When it comes to the most efficient way of chilling a bottle of wine, there's a handy little hack that's well-known in sommelier circles that can be summed up in three words: salted ice bath. "Spin the bottle in a salted ice bath and it will be chilled and ready to drink in less than five minutes," reveals sommelier and Good Clean Wine co-founder Michelle Feldman. She elaborates on her instructions saying to fill a metal container large enough to hold your bottle—a large, tall stock pot works perfectly—with 50 percent ice, 50 percent water, and two cups of salt. Then, submerge the bottle up to the bottleneck in the ice water and twist the bottle and swirl it for about five minutes.

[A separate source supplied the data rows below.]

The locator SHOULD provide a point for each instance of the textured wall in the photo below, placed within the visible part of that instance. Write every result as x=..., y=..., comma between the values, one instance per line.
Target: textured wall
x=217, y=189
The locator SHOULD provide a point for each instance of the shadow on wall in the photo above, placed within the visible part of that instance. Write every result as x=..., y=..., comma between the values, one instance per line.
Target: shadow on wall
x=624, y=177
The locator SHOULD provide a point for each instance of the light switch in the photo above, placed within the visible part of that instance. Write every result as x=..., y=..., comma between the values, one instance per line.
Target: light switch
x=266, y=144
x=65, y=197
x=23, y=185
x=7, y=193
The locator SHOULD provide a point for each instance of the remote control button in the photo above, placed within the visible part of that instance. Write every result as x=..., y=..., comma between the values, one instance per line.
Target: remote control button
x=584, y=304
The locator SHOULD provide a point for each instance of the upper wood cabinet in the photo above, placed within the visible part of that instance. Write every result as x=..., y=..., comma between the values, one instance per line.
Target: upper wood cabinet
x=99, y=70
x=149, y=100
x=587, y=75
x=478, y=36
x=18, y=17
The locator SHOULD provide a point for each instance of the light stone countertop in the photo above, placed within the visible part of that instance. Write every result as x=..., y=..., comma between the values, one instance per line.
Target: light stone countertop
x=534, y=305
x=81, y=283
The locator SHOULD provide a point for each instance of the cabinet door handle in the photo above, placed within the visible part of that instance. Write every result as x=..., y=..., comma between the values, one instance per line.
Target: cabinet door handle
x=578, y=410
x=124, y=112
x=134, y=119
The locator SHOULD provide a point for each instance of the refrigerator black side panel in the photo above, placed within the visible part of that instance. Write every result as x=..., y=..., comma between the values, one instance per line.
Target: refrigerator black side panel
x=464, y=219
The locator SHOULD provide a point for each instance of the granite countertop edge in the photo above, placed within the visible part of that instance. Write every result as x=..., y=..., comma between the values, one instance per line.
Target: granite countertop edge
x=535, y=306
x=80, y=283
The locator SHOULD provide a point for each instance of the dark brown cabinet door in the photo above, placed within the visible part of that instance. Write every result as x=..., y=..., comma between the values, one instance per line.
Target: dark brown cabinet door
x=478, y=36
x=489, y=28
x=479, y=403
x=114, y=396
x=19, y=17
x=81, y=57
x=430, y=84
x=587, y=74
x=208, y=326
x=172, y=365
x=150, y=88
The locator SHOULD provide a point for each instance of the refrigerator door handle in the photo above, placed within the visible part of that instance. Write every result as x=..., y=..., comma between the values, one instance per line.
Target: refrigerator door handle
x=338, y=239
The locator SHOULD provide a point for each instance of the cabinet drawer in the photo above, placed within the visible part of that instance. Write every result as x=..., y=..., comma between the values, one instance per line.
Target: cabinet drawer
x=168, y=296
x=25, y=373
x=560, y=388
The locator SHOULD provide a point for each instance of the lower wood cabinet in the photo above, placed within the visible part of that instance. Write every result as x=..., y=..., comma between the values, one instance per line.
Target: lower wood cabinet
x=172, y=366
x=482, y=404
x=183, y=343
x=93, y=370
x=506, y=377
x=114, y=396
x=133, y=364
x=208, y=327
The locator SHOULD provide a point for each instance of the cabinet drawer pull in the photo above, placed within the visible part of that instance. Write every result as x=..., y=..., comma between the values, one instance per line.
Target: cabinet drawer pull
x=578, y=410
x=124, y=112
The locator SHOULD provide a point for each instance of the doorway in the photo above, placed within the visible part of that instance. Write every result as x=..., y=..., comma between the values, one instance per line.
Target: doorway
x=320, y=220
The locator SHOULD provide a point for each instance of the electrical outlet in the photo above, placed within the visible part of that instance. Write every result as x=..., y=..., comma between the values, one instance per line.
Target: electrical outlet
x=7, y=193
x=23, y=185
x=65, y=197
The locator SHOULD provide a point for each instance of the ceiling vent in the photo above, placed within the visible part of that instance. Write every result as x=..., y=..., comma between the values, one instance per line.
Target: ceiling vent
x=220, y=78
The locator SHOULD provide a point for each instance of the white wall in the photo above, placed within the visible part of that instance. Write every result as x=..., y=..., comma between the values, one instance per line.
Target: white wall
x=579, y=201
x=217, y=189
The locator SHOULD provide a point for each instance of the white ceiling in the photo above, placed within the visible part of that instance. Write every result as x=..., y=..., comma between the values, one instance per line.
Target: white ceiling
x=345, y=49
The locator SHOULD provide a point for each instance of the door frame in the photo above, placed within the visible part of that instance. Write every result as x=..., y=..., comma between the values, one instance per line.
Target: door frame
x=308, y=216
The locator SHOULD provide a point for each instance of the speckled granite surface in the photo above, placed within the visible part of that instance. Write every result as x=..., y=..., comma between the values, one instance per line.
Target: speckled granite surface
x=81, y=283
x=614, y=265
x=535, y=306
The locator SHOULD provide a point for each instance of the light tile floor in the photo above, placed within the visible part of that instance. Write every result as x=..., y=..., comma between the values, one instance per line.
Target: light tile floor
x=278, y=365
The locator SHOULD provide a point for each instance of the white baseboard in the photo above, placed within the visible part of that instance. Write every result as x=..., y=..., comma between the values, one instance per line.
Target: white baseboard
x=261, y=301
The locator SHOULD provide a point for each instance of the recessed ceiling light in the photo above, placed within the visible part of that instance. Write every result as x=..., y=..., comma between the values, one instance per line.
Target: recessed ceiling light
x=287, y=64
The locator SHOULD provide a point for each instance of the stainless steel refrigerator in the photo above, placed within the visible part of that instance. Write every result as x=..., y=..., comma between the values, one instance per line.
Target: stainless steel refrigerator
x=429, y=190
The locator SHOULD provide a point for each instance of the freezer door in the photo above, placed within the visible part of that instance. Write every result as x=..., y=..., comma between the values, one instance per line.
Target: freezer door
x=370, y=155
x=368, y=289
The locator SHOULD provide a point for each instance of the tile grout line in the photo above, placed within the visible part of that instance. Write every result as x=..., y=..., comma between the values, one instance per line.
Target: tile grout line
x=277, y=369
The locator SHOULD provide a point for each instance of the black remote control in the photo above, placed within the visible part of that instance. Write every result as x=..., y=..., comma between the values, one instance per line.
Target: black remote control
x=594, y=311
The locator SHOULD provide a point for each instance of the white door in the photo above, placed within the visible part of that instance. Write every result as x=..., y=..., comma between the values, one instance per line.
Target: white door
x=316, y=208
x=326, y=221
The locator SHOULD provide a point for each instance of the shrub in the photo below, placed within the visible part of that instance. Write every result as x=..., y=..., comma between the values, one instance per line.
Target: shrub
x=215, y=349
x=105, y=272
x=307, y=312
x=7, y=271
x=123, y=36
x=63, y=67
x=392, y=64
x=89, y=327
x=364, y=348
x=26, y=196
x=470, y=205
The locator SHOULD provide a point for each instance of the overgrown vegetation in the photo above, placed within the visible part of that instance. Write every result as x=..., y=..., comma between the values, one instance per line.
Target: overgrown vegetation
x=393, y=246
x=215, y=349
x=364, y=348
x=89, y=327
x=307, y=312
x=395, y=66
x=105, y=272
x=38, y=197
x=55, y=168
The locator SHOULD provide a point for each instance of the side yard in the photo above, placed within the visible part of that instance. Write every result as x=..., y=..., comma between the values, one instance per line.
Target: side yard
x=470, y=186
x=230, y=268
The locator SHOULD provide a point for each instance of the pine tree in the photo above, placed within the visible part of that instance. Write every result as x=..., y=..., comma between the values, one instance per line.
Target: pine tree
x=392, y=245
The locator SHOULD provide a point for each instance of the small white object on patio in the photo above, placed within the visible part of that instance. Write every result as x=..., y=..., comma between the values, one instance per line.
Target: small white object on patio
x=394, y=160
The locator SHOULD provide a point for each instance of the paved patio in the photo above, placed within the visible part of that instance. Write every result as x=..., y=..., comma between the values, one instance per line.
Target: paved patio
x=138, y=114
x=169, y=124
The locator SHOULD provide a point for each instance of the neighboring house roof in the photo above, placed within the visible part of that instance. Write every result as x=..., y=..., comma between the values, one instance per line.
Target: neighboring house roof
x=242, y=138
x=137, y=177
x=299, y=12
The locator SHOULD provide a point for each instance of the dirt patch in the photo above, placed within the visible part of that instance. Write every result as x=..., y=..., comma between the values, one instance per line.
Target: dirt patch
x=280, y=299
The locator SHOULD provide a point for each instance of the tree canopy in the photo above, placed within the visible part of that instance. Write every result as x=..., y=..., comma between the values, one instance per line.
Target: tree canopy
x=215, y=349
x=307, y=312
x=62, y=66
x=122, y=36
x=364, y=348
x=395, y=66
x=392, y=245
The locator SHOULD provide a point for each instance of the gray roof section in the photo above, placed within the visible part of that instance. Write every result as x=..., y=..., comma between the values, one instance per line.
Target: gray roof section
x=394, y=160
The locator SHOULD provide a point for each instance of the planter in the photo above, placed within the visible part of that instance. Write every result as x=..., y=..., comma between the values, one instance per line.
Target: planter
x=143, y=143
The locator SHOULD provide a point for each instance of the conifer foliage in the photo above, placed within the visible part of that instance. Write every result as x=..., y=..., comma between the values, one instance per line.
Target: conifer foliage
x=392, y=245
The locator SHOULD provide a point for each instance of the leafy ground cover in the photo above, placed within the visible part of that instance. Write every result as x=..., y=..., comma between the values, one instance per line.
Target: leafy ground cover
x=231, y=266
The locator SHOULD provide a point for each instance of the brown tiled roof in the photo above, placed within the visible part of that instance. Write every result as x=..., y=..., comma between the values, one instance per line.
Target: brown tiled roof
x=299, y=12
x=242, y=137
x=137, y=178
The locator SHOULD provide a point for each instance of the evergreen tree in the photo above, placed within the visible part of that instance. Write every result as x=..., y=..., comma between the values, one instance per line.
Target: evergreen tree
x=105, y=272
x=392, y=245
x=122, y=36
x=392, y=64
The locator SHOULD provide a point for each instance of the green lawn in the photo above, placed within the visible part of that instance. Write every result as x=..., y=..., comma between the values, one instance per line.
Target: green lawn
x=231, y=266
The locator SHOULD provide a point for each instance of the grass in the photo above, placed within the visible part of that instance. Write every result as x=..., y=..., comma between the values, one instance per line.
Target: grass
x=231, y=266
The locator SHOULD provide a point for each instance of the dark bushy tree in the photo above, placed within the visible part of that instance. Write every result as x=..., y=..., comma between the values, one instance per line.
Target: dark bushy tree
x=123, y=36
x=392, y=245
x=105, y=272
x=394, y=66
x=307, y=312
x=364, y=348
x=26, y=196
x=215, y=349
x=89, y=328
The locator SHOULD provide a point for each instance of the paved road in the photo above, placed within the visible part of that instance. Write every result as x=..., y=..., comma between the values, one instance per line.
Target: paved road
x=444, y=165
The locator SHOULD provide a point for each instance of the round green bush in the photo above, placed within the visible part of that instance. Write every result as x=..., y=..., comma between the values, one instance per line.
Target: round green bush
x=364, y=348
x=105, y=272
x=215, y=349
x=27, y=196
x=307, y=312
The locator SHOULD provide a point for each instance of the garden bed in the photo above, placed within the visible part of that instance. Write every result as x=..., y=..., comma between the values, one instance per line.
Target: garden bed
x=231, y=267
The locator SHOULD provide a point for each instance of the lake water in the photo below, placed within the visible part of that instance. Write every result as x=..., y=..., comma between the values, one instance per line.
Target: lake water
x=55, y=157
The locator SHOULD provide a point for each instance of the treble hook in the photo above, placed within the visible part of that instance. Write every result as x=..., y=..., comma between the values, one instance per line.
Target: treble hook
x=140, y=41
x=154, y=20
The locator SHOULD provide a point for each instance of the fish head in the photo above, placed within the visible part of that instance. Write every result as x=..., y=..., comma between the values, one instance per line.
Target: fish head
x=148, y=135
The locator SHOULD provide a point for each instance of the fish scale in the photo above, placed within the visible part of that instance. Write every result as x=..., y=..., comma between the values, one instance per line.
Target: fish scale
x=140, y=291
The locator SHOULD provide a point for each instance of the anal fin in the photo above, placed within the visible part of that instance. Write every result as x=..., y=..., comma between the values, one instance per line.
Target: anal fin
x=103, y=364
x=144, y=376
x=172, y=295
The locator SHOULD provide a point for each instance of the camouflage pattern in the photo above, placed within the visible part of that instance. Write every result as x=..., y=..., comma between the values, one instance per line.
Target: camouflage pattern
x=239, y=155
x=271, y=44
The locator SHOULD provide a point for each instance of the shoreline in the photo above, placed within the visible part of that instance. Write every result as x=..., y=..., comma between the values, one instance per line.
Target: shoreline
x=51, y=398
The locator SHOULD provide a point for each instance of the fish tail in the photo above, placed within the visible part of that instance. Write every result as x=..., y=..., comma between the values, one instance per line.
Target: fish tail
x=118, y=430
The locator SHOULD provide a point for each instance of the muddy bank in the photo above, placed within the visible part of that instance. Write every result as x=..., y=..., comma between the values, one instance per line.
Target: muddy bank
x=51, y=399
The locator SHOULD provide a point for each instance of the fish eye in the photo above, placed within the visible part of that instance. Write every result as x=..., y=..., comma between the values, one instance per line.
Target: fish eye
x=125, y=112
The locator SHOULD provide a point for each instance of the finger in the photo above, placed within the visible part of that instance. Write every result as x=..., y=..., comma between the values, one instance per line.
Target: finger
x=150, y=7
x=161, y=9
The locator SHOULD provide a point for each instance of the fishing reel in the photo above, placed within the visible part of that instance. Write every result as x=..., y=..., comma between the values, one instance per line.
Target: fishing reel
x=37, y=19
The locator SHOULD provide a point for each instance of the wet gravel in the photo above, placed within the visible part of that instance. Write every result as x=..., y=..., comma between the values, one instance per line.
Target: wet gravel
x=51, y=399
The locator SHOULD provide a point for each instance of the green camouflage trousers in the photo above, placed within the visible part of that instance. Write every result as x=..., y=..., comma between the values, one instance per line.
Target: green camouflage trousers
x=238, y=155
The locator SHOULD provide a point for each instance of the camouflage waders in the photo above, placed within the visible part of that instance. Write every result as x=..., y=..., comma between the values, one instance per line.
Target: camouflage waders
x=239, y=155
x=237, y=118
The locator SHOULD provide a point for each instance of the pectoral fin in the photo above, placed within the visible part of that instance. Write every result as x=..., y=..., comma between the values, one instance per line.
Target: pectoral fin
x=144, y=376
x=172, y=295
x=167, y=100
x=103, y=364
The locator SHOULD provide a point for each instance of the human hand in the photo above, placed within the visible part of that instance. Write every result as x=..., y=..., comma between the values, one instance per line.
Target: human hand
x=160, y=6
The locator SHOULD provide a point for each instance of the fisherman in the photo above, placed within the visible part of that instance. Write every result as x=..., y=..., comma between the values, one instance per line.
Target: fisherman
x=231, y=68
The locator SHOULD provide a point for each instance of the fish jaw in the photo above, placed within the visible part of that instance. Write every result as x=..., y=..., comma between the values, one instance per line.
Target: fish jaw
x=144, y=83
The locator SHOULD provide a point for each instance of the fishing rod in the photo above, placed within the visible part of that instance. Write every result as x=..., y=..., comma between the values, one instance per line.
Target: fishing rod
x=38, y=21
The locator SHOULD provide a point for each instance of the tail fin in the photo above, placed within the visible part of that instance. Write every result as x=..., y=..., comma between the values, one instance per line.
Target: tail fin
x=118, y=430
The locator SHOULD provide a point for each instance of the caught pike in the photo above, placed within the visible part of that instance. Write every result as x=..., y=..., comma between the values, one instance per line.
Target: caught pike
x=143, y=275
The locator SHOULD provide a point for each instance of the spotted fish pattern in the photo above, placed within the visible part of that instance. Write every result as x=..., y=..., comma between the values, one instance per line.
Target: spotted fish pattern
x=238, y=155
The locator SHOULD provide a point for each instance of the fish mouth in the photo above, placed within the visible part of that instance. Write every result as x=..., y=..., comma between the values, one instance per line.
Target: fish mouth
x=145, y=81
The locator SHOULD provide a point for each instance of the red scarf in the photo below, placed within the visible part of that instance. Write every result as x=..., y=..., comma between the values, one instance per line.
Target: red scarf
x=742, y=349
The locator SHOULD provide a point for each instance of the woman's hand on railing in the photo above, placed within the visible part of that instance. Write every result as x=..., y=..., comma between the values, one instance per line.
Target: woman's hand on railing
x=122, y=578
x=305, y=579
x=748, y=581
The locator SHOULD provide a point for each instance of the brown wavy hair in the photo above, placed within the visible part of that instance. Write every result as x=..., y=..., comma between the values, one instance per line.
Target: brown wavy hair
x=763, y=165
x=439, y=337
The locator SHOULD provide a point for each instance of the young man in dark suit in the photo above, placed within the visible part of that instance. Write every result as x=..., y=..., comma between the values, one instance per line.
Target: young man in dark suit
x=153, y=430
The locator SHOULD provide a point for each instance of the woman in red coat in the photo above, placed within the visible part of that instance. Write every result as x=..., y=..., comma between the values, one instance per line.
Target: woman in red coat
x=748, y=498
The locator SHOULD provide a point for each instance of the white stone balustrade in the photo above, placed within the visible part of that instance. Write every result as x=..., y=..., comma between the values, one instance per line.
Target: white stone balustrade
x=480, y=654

There is a legit scientific reason why this works, of course. "Ice water chills and keeps a bottle cold faster than cold air can," Feldman says. "The cold water with ice makes complete contact with the entire bottle and chills the bottle faster than ice cubes can alone." The salt, she explains, brings down the freezing temperature of water because saltwater can get cold and remain a liquid. "That's why we use salt on icy roads in winter," Feldman says. And as for that little game of spin the bottle, Feldman explains that turning the bottle around redistributes the wine inside. This brings the warmer wine from the center of the bottle toward the glass to chill every ounce of wine in the bottle from top to bottom. (Swoon.)
Don't have a stock pot big enough for your bottle of wine? No sweat. Sommelier Samantha Capaldi has another smart tip for chilling your wine ASAP: she pours the wine and adds a few frozen grapes to each glass. "This way, it gets chilled immediately without the chance of watering it down with ice cubes," she says. This is actually her preferred method. "I always remember to grab a pack of grapes from the grocery store and have them in my freezer at all times," she says, adding that between four to eight frozen grapes per glass typically does the trick.
Both soms offer up some ways to keep your wine cold, too—especially good intel if you're doing a little day drinking with friends outside. The experts recommend filling a wine bucket or plastic ice chiller bag with ice and submerging the bottle of wine in it. Capaldi is also a fan of the Vinglace wine chiller ($90) to do the job sans ice.
So... what's the consensus re: ice cubes?
Let's talk about the elephant in the room: just adding plain old ice cubes to your glass of wine. When it comes to this (ahem) 'older-school' method, Capaldi and Feldman both have a "you do you" attitude about it. "The best way to drink wine is how you like it. It's totally acceptable to add ice to red, white, rosé, or sparkling," Feldman says. "Spritzes, wine cocktails, and sangria are often poured over ice. Adding ice can dilute the colors, aromas, and flavors, but it also makes wine more refreshing on a hot day." If you want to add ice cubes without diluting the flavor, you can always use whiskey cubes ($8) instead of real ones.
What's clear is that you don't have to drink room temperature wine unless you want to—there are chillin' hacks aplenty to choose from. Cheers, friends!